Clinically suspicious
SKIN LESION, LEFT UPPER ARM, PUNCH BIOPSY: - BENIGN INTRADERMAL NEVUS, INCOMPLETELY EXCISED. COMMENT: HMB-45 marks very rare superficial cells. Ki-67 staining does not show apparent melanocyte staining. MITF marks the melanocytes and demonstrates maturation of the melanocytes with depth.
Micro
The sections show melanocytes in the dermis separated from the epidermis by a Grenz zone. The lesion is symmetrical in its architecture and pigment distribution. Superficially, melanocytes are in nests. Melanocytes mature with depth. No mitotic activity is appreciated.
The lesion is completely excised in the plane of section.

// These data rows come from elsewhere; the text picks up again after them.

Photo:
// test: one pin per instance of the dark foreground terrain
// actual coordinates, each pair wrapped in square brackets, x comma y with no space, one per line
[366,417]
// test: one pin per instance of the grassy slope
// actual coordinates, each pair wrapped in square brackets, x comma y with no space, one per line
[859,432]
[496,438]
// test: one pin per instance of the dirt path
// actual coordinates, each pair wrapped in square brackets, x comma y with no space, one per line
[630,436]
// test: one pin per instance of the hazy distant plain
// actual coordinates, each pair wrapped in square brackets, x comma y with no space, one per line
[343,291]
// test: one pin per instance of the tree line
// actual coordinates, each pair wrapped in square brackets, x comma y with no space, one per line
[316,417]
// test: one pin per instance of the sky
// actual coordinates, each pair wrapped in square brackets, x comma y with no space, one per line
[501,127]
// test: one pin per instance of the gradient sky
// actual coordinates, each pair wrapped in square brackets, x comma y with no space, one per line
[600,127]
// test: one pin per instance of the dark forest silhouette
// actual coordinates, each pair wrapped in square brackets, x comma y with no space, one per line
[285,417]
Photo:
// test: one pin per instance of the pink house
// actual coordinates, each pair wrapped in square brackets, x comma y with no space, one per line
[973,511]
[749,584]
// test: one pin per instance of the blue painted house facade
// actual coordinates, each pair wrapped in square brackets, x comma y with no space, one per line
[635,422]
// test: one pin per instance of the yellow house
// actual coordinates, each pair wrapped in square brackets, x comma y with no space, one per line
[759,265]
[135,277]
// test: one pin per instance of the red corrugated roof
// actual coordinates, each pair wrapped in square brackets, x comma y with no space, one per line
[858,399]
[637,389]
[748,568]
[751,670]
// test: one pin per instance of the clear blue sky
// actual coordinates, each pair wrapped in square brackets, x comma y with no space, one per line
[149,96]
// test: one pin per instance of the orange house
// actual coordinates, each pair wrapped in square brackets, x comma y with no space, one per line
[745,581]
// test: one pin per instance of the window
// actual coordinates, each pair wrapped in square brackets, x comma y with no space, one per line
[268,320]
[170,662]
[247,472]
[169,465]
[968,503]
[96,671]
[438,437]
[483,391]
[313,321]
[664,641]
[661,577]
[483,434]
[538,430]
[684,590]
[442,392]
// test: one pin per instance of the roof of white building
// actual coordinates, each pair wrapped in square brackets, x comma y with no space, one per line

IDN with congenital features
The sections show melanocytes in the dermis separated from the epidermis by a Grenz zone. The lesion is symmetrical in its architecture. Superficially, melanocytes are in nests. Melanocytes mature with depth and track along adnexal structures. No mitotic activity is appreciated. The lesion is incompletely excised in the plane of section.